I’ve been in therapy for months for anxiety, and although it was helping I didn’t make any real progress until I talked myself into getting on medication.Now I can make phone calls and send emails and leave the house without feeling so awful that I have to lay down afterwords. The process of navigating the healthcare system and advocating for myself was one of the hardest things I’ve done and it was still so, so worth it.
posted by velebita at 7:25 AM on March 1, 2019 [1 favorite]


Considering that you are struggling with anxiety, it's not surprising that you are anxious about embarking on this process.

Anxiety is largely about faulty expectations and assumptions you apply to situations - it's a spiral of what ifs and arbitrary rules your mind is assigning to your experiences. What if x happens and I can't do y or z? And I could never do q, because x and z...get what I mean? It's not just that you are scared of what ifs, you also often feel like you aren't "allowed" to respond in the way that feels right. Let me first say - you have permission. For whatever. You are allowed to feel and react however and people are allowed to feel however they feel about it, but what they feel belongs to them and what you feel belongs to you.
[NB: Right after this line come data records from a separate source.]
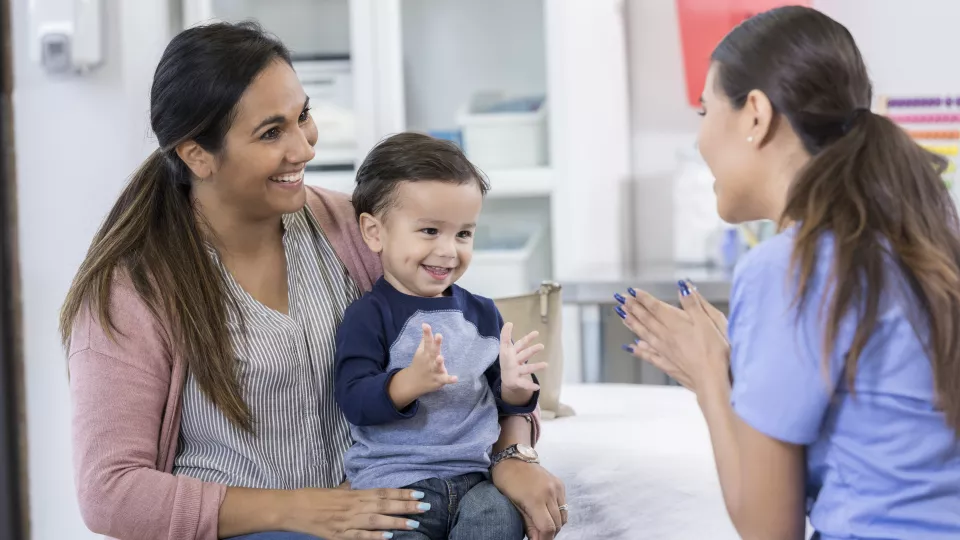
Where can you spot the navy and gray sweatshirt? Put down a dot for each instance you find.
(443, 434)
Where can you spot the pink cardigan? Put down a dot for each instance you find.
(126, 407)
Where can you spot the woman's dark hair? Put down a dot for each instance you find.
(868, 184)
(410, 157)
(152, 235)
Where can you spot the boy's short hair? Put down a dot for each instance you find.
(410, 157)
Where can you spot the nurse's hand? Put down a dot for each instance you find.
(689, 345)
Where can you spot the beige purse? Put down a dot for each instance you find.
(541, 311)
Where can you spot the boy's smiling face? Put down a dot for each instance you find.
(425, 235)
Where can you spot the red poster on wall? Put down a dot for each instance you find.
(703, 23)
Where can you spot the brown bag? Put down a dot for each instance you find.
(541, 311)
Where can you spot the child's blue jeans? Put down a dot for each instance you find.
(467, 507)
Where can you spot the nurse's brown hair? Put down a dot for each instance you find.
(868, 184)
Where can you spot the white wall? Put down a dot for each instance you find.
(76, 142)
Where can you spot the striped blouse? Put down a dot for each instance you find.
(286, 367)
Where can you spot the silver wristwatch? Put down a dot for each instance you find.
(516, 451)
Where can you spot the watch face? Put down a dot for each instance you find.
(526, 451)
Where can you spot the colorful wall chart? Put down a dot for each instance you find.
(932, 121)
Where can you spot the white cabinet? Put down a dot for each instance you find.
(418, 64)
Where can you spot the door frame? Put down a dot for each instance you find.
(13, 494)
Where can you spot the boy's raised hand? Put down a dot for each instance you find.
(425, 374)
(428, 363)
(516, 384)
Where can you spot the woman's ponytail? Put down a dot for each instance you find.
(882, 197)
(151, 234)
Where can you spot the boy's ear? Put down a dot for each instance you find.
(371, 228)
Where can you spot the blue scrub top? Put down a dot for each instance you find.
(881, 461)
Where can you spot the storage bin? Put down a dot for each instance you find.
(501, 133)
(508, 260)
(329, 84)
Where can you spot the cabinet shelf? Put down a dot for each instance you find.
(534, 182)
Now, what may help you start this process is to write down a list of what makes you nervous about it and then trying to find remedies to each fear you have that make you feel calm.

Some examples...

Problem: I'm afraid I won't like the first doctor I go to. Solution: Seek out a second opinion.
Problem: I'm afraid I'll be pressured to accept a medication I am not comfortable taking. Solution: If you don't want to argue, just take the prescription but don't fill it. Etc etc

These are my theoretical answers, but yours may be different. The point is to voice what is scaring you, and keep thinking through a different outcome that you can control until you find one that makes you feel calm and safe if the situation were to happen to you.

The key thing to remember is YOU ARE IN CONTROL. No matter how many doctors you speak to or how much good or bad advice you encounter, you are the final arbiter of what goes into your body. No matter what anyone says to you, you get to decide how this situation unfolds. Take your time and work with the facts.

For context: former anxiety disorder sufferer here. I became fully agoraphobic for about 6 months in my late teens, and spent most of my early 20s in a state of low grade panic with occasional spurts of panic attacks. I was resistant to meds and ultimately never took anything daily. I did succumb to a small scrip of benzos and it did help. Even knowing I had something to help me escape if I went over an edge took the fear out of certain situations. Ultimately thats what anxiety was often about for me - anticipating bad outcomes and fearing that I didn't know how to navigate my way out of them. Benzos were a solid way out if it came to it. As a second step a lot of talk therapy and learning strategies like I listed above to work through my anxious thought patterns were key to changing my brain. That said, were I to ever encounter the situation again, I would be more open to meds. Anxiety is a behavioral and chemical problem. Changing your behavior can ultimately change your chemicals, but it takes a lot longer. In retrospect, I suffered for a long time because I wasn't willing to embark on this process. Knowing what I know now, I would and I hope you give it a chance. There are good doctors and treatments out there and you deserve to feel better as soon as possible.